Death is never discussed, it is never planned and least of all ceremonies associated with it are never thought about. Who would want to visit them again, hearts of hearts everyone knows one has to reach there but no one ever wants to, so it is a much avoided topic. Happy thoughts and ceremonies are welcome, but this is usually a big no no. Call it Destiny, but once it stared us in the face, there was much learning. A revelation that a place like Delhi, could pack in so much in ritualistic traditions, where ceremonies could be performed as it could be in a village on the banks of a river. There were people associated with it, for whom such rituals and participation in it were a part of life. The entire operation running smoothly without a hitch, every aspect could be organized to ensure its smooth performance without any fuss, of course for a consideration. Given our Tam Brahm emphasis on rituals, Delhi in my opinion seemed to be the North Pole when it came to facilities for such rituals which could be contracted out and performed with ease in other cities like Madras, (Chennai if you must), Mumbai….. For my father and I the loss was of a larger magnitude which coupled with grief stunted our ability to organizing the rituals at home. And then, vistas opened up where we heard or Priests / Pandits or in Tamil Vadhyar or Sanskrit Shastrigal (one who has mastered the Shastras) who organized the entire run of 13 day ceremonies including buying all items, the Dhan (to be given to Brahmins), Dakshina, the ahuti for burning, food…….

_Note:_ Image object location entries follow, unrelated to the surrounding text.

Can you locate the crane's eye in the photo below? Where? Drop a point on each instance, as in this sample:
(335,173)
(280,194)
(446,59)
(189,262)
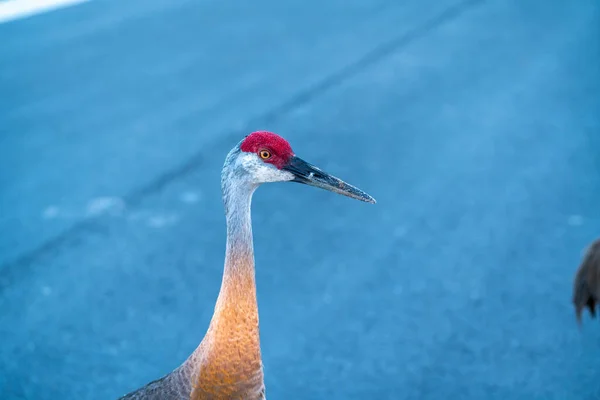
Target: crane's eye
(264,154)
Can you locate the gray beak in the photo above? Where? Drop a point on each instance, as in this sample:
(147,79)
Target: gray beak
(313,176)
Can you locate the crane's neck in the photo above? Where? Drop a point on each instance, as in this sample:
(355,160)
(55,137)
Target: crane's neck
(228,362)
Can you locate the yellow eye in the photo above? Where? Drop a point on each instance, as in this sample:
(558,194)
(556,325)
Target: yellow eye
(265,154)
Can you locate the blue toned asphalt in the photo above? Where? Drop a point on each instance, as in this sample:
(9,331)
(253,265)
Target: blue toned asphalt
(475,125)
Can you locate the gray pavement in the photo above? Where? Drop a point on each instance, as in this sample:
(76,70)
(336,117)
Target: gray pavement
(474,124)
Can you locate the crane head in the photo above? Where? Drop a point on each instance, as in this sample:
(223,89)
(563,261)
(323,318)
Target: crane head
(267,157)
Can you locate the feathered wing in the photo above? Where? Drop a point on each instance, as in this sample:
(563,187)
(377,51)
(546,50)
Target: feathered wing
(174,386)
(586,287)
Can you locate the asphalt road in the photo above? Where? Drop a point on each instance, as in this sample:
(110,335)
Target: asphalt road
(475,124)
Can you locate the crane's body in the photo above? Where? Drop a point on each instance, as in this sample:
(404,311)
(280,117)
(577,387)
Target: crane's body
(227,364)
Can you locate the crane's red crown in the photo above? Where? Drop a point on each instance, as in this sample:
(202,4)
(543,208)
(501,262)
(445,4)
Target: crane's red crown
(279,149)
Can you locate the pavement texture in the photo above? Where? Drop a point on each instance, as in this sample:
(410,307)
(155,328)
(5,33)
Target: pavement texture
(475,124)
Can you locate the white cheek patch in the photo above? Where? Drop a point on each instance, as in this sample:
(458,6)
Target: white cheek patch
(262,172)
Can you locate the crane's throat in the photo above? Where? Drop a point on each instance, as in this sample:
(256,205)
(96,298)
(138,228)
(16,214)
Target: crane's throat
(229,361)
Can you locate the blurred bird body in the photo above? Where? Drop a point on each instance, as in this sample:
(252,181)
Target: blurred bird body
(586,288)
(227,364)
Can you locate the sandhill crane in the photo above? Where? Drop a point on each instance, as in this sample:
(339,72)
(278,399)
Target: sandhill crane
(227,364)
(586,288)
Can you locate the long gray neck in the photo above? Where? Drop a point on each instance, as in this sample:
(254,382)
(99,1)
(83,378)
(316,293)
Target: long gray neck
(237,199)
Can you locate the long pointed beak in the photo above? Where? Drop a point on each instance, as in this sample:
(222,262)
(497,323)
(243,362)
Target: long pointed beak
(311,175)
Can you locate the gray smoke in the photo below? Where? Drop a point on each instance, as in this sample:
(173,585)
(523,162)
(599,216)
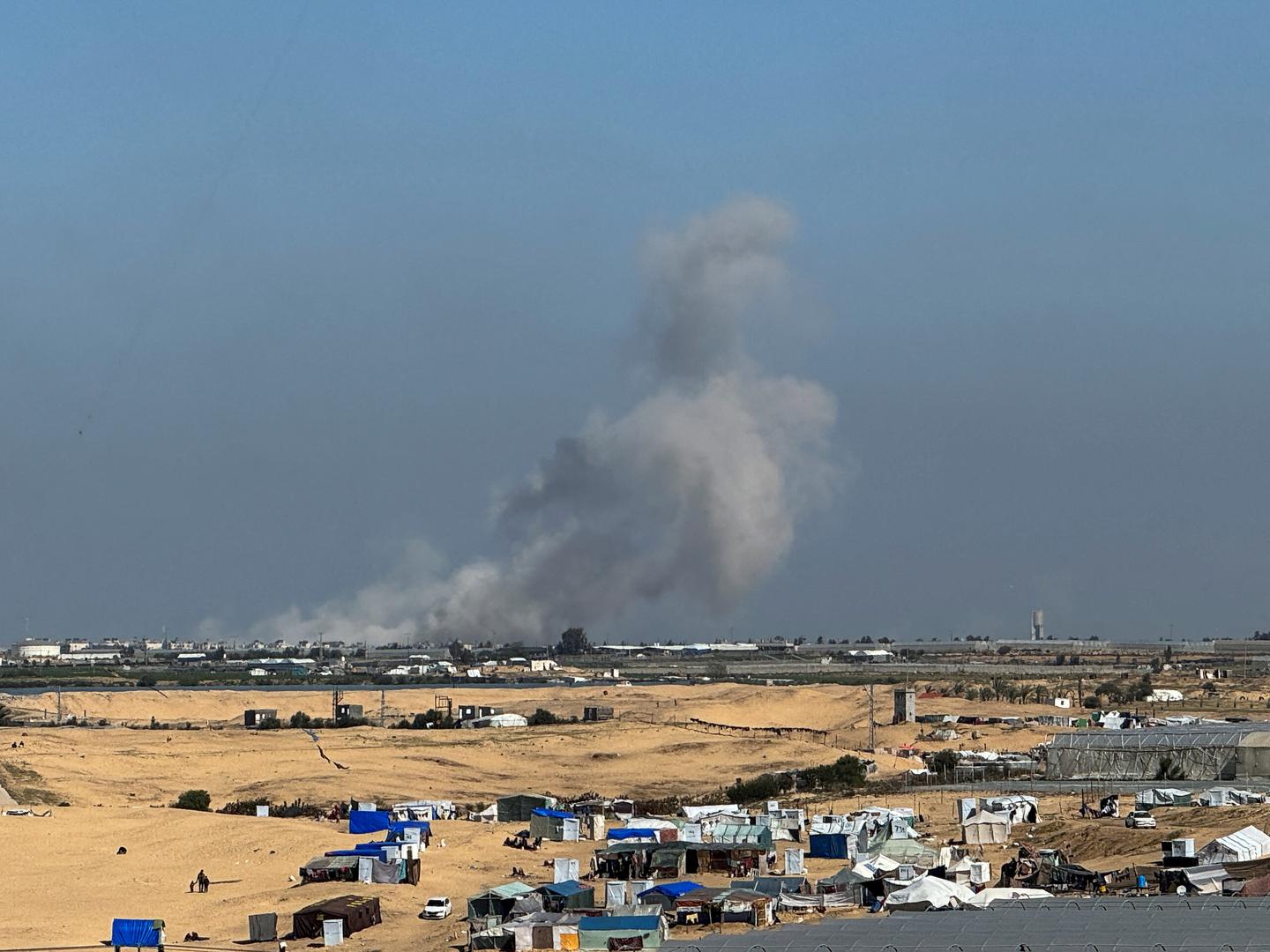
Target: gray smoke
(692,493)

Kartik Shastrigal was the one who came to our rescue, referenced through a short chain of relatives. An enterprising young man in his late 30s man, born, brought up and educated in Delhi, who studied the Vedas and Shastras at a Gurukul in Benares (Varanasi). What set him apart was his being from the contemporary world he was able to understand our grief, circumstance and be able to perform the rituals so that each of the variable was addressed. The rituals were not a chore to be done by rote but one which he explained, helped us along and made it seem all so relevant.
The place for the rituals, a tiny home in village Bindapur. Bindapur is the place chosen by DDA to present its expandable housing scheme. Meaning yes, the ever expansive construction is actually legal. This flat though small was to be our Benares or Gaya during the 4 days of the ceremony. Can such a little space give the same mental satisfaction? Travelling the first day I must have cursed everyone for putting us through it. But somehow it did. But moving from ceremony to ceremony each day revealed a growing satisfaction. The ceremonies seemed as our way of finishing off all the unfinished business we had with her. Conversations left unfinished, trips planned but never undertaken, work to be done together, re-doing the house, shopping expeditions….. It suddenly was our Karma.

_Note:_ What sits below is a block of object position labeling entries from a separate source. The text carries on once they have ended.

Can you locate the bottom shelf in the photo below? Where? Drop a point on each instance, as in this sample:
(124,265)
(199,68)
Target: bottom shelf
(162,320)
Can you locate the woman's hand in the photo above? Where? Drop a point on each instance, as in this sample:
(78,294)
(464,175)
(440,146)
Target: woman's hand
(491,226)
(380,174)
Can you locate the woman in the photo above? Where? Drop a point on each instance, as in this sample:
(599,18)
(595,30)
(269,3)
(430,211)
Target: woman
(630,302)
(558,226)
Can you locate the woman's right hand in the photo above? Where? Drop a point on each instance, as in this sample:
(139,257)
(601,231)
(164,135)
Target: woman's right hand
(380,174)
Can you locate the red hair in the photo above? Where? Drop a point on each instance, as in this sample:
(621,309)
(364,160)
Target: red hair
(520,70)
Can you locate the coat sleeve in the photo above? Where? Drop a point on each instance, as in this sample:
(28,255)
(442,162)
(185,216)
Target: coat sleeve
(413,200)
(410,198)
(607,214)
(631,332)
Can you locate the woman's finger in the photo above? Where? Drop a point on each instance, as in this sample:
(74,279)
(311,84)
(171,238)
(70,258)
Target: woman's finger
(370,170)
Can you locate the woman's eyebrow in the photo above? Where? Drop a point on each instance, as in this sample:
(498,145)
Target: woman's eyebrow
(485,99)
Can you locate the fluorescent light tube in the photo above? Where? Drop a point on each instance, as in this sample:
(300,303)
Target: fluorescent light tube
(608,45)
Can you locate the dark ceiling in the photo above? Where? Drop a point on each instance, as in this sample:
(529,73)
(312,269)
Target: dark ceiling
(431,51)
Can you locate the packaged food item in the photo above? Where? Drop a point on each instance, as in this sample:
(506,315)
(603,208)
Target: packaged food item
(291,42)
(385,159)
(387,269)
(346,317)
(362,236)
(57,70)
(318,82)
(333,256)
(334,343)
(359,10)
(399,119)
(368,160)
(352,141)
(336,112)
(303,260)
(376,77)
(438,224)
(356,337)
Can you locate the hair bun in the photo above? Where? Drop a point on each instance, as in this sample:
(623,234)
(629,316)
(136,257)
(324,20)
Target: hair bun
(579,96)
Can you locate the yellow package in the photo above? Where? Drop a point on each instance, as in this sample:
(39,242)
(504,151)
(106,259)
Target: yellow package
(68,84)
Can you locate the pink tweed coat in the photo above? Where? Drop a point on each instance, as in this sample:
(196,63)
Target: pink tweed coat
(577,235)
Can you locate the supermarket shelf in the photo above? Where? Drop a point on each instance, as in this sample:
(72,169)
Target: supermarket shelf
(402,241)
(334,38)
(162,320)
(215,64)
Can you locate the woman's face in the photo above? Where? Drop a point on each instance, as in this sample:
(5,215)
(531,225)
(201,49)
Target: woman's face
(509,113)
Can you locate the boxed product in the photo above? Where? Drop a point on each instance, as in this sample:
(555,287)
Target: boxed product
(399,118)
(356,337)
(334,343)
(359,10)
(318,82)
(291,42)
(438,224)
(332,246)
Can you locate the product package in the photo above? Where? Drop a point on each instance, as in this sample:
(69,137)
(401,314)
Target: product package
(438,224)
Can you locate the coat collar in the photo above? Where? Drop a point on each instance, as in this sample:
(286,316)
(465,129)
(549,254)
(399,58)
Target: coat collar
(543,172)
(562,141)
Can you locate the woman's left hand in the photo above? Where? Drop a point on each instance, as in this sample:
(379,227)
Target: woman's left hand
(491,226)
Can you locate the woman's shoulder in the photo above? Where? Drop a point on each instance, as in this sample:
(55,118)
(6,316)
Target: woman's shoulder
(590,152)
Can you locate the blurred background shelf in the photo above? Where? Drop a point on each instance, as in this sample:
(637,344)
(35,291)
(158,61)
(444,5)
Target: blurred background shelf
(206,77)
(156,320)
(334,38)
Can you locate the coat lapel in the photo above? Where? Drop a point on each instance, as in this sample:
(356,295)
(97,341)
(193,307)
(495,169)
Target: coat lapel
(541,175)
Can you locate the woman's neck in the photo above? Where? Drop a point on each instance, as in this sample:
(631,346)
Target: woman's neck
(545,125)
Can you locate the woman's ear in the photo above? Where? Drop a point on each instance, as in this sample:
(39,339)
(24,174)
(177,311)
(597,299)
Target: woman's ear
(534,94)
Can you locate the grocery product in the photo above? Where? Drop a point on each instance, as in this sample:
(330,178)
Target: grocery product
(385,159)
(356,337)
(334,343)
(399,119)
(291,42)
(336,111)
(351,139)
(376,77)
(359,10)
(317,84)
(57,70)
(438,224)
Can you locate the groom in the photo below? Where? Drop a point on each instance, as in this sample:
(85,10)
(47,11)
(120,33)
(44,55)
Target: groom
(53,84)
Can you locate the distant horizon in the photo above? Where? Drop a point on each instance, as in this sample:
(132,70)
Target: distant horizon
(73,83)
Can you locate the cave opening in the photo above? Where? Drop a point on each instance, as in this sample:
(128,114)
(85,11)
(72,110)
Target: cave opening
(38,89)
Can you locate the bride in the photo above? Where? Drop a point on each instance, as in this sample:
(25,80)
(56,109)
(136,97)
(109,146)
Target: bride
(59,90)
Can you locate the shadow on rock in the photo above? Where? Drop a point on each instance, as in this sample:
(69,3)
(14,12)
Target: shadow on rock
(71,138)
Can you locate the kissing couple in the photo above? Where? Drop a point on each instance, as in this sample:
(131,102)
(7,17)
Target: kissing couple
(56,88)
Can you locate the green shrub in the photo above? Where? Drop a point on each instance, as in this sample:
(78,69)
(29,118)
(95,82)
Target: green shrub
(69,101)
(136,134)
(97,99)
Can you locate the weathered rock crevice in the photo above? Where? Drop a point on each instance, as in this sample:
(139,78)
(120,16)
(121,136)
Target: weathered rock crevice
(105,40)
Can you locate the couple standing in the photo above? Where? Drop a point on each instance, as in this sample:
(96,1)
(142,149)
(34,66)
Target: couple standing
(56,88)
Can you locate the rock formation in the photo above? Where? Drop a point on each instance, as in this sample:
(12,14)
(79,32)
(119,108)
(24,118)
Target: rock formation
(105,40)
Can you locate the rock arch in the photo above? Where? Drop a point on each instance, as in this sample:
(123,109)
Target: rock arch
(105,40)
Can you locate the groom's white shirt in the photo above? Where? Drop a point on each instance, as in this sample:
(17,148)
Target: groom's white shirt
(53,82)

Why do I write about this in visitors2delhi? Yes, the ritualistic traditions shunned in a modernistic world exists peacefully in its full fledged earlier avatar. Priests, rites, offerings……………well it is another world, lesser known which does exist in Delhi.
(More about Ram Ghat in the next one)
Monday, January 10, 2011
It has been a while since I wrote on Delhi. Explore I did, write I could not or rather did not, mentally thousands of words may have been written but nothing on the dear faithful computer. First there was a wedding, and then the lethargy of enjoying it before writing about all those wonderful experiences of the wedding, the preparation, attending…..then came a much deserved but shot trip to Jaipur, and then the least expected my mother fell ill, nothing much but she needed to rest. So everything was put on the back burner till she recovered. And recover she did except not in this mortal way but going away never to return on 2nd December 2010. The grief, trauma engulfs but writing is theraupetic and so once again the faithful dear computer comes to the rescue becoming my agony aunt!